If a fighter can fill most of the cavernous Sheffield Arena in the same way Naseem Hamed did in 1997, Joe Calzaghe did in 2002 and Clinton Woods and Ricky Hatton did in 2005, he must indeed be a ‘Special One’.
And Kell Brook lived up to his nickname on Saturday with a comprehensive win over an older, more experienced Matthew Hatton, making his 50th pro appearance.
Nearly 10,000 fans filled the Arena. Those there to watch the noble warriors included a few less dignified knuckle-draggers – tribal fans wanting to fight each other in the stands.
If, as seems likely, the same venue is to be used again for such an even higher profile showdown – possibly Brook v Paul Malignaggi, Shane Mosley, Andre Berto, Victor Ortiz, Devon Alexander or, less likely, Amir Khan – the organisers must surely consider segregation, so the vast majority of decent sports fans are not distracted or endangered.
Brook, who started his pro career with a six rounder down the road at Don Valley stadium seven and a half years ago, was unaware of the occasional flare-up in the seats. While he is not prone to showboating in the style of the visiting Naz, he does have similar power, speed and athleticism. And he used that in the very first round, breaking Hatton’s nose.
From that moment on Hatton was forced to wear a bloody moustache and the Sheffield’s strong jabs continued to make the nose stream, undoubtably making breathing more challenging for the away fighter.
Brook, quicker on his feet, more muscular and cleaner with his shots, had the Mancunian on the back foot and tagged Hatton in the fourth round.
The middle rounds were heartbreaking for Hatton.
He thought he had been imposing himself in the fifth, but was then pinned on the ropes and hurt with left hook and right hand. It was a similar story in the sixth. By round eight, Hatton’s corner was imploring their man to try and put the pressure on. It was time to fight close in and take some chances.
The trouble was he just didn’t have the skills, once he’d got remotely near to tying Brook up.
The 30-year-old had learned a lot about survival from his creditable 12-round battle with Ryan Rhodes’ conqueror Saul Alvarez 12 months ago.
And although he hit the canvas briefly in the ninth after a left hook, he couldn’t improve on giving Brook the slightest of marks over his right eye.

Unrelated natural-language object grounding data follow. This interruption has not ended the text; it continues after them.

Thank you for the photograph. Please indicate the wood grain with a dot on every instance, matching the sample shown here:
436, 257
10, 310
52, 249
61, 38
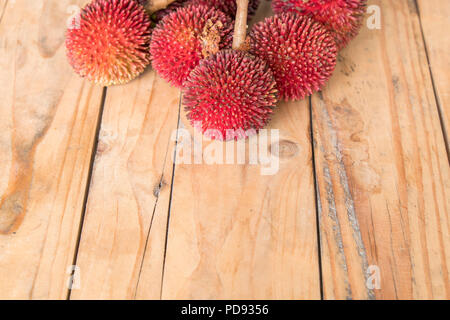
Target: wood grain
130, 183
434, 15
48, 118
236, 233
381, 166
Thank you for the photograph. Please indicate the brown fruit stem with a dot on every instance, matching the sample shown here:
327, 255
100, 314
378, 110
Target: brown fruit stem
155, 5
240, 25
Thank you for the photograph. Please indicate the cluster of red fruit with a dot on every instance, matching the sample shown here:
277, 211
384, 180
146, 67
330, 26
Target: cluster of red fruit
225, 87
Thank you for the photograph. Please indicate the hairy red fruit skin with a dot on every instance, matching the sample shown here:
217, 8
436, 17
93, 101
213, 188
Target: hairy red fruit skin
231, 90
176, 46
341, 17
108, 43
300, 52
226, 6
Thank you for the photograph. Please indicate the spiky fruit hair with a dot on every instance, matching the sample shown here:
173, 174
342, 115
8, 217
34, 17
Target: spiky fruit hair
230, 95
108, 42
299, 50
342, 17
184, 37
226, 6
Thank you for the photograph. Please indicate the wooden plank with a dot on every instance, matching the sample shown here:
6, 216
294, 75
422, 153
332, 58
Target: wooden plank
48, 118
235, 233
434, 15
381, 166
130, 183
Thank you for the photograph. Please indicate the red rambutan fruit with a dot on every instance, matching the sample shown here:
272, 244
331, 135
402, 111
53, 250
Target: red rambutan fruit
300, 52
226, 6
186, 36
108, 42
230, 95
342, 17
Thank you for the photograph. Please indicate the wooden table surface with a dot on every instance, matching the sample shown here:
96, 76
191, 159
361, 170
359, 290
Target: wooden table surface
359, 208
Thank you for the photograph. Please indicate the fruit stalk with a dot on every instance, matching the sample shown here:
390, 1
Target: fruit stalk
155, 5
240, 25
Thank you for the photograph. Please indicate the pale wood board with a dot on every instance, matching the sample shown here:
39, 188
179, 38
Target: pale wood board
434, 17
48, 121
130, 183
381, 167
235, 233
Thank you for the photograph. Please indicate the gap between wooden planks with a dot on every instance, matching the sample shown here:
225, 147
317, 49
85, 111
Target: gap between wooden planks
399, 162
273, 218
434, 15
382, 169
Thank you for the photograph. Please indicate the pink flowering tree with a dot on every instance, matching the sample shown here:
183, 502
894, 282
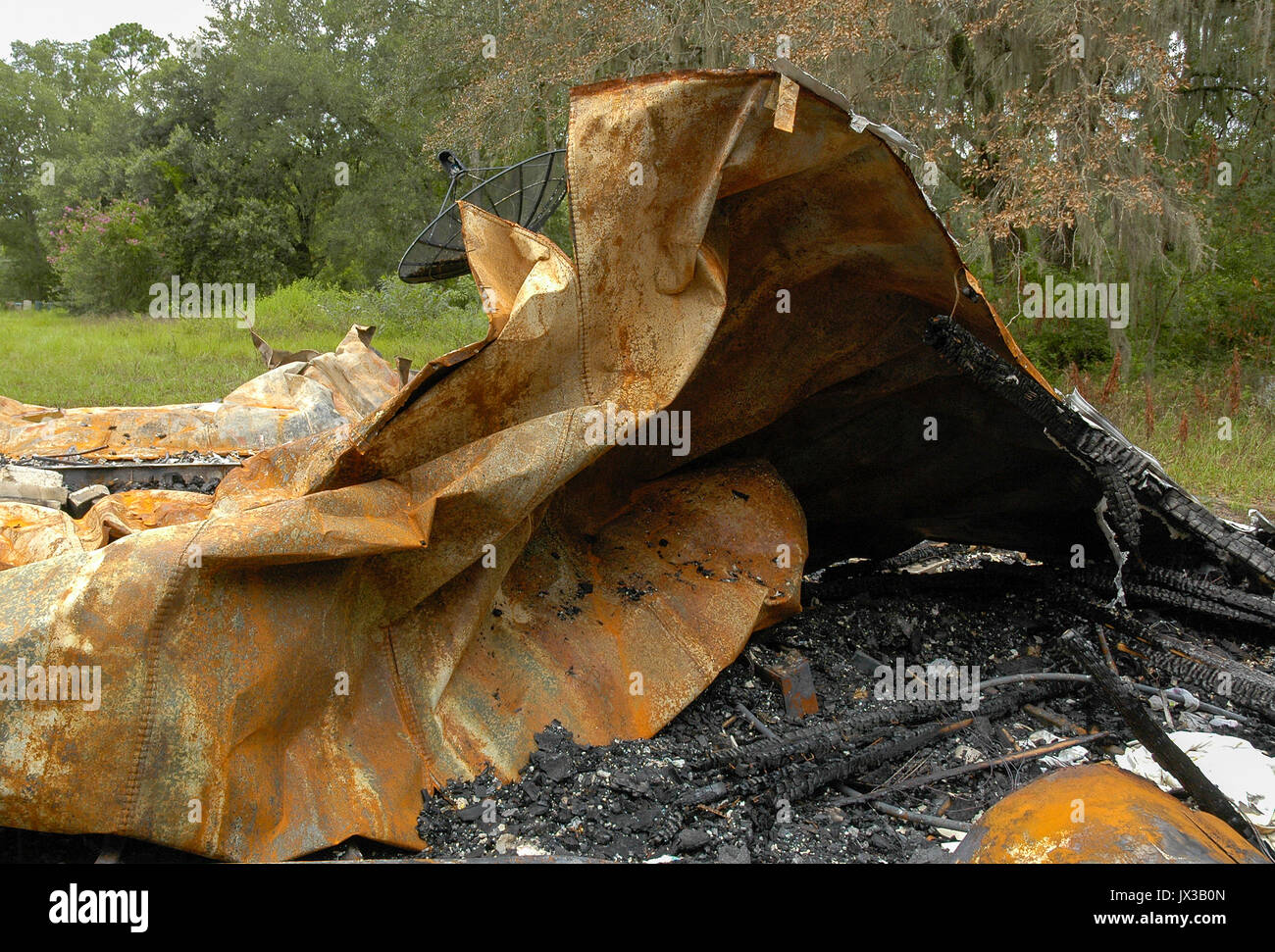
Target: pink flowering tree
107, 256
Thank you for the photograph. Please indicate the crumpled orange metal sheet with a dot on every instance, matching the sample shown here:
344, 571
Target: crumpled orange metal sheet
32, 532
1099, 813
281, 404
373, 609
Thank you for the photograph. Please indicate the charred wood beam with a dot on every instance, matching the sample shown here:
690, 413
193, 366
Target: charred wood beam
1167, 753
1103, 455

The Grenoside stylist may even have been momentarily miffed that he couldn’t finish the job, winning eventually on a points tally of 118-109, 119-108 and 119-107, to win the WBA Inter Continental and IBF International welterweight belts.
But the bigger picture of overcoming another hurdle en route to a world title shot will have soon replaced that sentiment. On top of that, Brook can now rank himself among the best loved Sheffield sons in boxing history.
His adoring public can’t wait to see him again.
But next time – let’s keep all the fighting inside the ring.
On a spicey undercard, Welshman Kerry Hope caused a major upset by outpointing previously-unbeaten Pole Grzegorz Proksa – a young version of Junior Witter - via majority decision to take the European middleweight title, while Belfast prospect Carl Frampton retained his Commonwealth super-bantamweight belt by knocking out Prosper Ankrah of Ghana.
Ingle welterweight Adnam Amar was stopped after five rounds in his English title bout with Lee Purdy. Local boxers Wayne Reed and Lee Noble lost to Eamonn O’Kane and Ryan Aston respectively.